For rendering commands, you would effectively want two separate contexts, with two separate command queues that deal with two separate sets of global state. It would be very difficult to emulate that with a single command processor.
And then you’d have to deal with the vertex puller. While apparently AMD’s hardware doesn’t have dedicated vertex pulling logic anymore, that’s far from true for everyone’s hardware. Such dedicated hardware would probably not be designed to simultaneously handle two separate rendering operations. It, like the command processor, would be intended to operate single-threaded.
snoukkis, now that you understand the single-GPU situation, I’ll just mention that if you need to do something like this, multiple GPUs works really well. Create separate CPU threads/contexts, one for each GPU, and with a decent vendor GL driver, you get perfect parallelism.
To add to what Dark Photon said about multi-GPU, here are the AMD and NVIDIA extensions that allow you to create contexts that are associated with a specific GPU. They both basically do the same job, but they do them in very different ways.
The NVIDIA extension is all about creating a special device context associated with a GPU, using wglCreateAffinityDCNV. These “affinity DCs” are slightly different form a regular HDC, but they can be passed to the standard device context functions.

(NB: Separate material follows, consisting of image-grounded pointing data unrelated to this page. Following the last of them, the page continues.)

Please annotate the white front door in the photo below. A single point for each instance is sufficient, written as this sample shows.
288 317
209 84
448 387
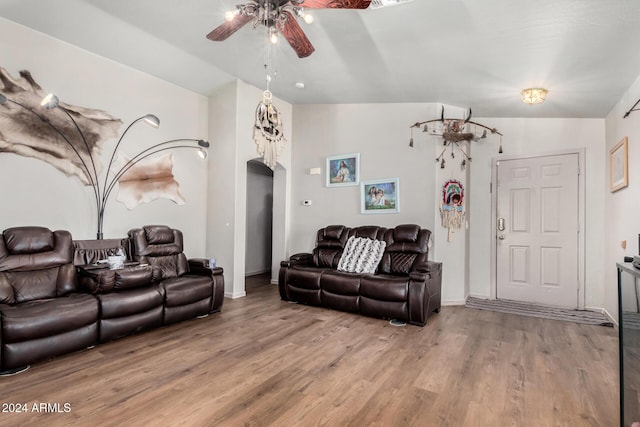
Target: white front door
537 230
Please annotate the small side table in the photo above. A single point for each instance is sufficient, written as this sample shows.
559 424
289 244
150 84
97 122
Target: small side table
629 343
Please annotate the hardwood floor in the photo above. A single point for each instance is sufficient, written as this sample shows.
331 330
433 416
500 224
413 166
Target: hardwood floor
265 362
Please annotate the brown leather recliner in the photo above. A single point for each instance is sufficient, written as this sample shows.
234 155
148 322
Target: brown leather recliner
42 313
130 299
405 286
191 288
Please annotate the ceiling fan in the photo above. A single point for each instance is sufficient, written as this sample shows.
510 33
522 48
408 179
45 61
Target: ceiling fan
279 16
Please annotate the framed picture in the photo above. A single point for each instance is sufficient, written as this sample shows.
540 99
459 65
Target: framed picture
619 165
380 196
343 170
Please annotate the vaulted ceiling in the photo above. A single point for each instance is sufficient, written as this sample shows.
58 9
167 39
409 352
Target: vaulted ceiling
469 53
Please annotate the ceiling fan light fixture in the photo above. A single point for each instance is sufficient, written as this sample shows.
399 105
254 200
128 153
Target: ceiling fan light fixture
533 95
307 18
378 4
273 35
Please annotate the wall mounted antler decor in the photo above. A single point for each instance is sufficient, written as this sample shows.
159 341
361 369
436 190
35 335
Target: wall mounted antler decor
453 132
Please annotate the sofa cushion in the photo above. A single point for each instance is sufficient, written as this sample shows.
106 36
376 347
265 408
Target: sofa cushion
47 317
130 302
186 289
385 288
92 251
28 240
330 242
105 280
361 255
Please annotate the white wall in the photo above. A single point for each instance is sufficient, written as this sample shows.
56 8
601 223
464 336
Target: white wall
623 206
380 133
35 193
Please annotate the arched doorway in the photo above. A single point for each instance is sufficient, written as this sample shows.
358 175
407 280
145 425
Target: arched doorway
259 224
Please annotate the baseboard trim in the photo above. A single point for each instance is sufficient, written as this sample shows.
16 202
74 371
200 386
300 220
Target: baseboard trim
606 314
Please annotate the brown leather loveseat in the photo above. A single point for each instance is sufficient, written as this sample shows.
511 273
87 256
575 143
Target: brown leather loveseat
50 306
405 285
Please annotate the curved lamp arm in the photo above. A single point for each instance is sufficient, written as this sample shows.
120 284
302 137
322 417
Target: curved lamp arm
150 119
154 149
94 184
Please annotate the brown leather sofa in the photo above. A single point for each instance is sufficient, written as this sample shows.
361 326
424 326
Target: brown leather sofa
50 306
191 289
43 313
405 287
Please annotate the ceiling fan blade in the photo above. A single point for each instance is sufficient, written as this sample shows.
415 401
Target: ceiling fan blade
228 28
296 37
336 4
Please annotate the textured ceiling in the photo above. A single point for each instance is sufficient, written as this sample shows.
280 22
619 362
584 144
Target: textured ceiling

This includes pixel format selection, though the framebuffer bits will generally be ignored. Any HGLRCs created from an affinity DC are affinity contexts, and they can only be made current alongside an affinity DC that uses the same GPU. NVIDIA’s approach based on HDCs allows you to use most of the current WGL infrastructure, changing only how you create HDCs.
The AMD approach is very different. It adds new functions for creating GPU-associated contexts by adding a whole new HGLRC-creation function. It basically bypasses the need for a HDC at all. Of course, this means that you have to use their all-new functions to manage their special HGLRCs.
And to that, I’ll just note that this vendor-specific sauce is only needed on Windows (WGL window system interface). On Linux/Unix (GLX), X11 has long provided methods for creating content on specified displays/screens, which can be associated with separate GPUs. Then just create a GL window on that display/screen, and render away.
A context is neither on-screen or off-screen. But the GLXDrawable to which it is bound can be either a Window (on-screen) or a GLXPixmap or GLXPbuffer (off-screen).
Pixmaps have more restrictions than pbuffers; they typically don’t work with direct rendering contexts, and a context which was originally bound to a pixmap cannot subsequently be bound to a window or pbuffer, and vice versa.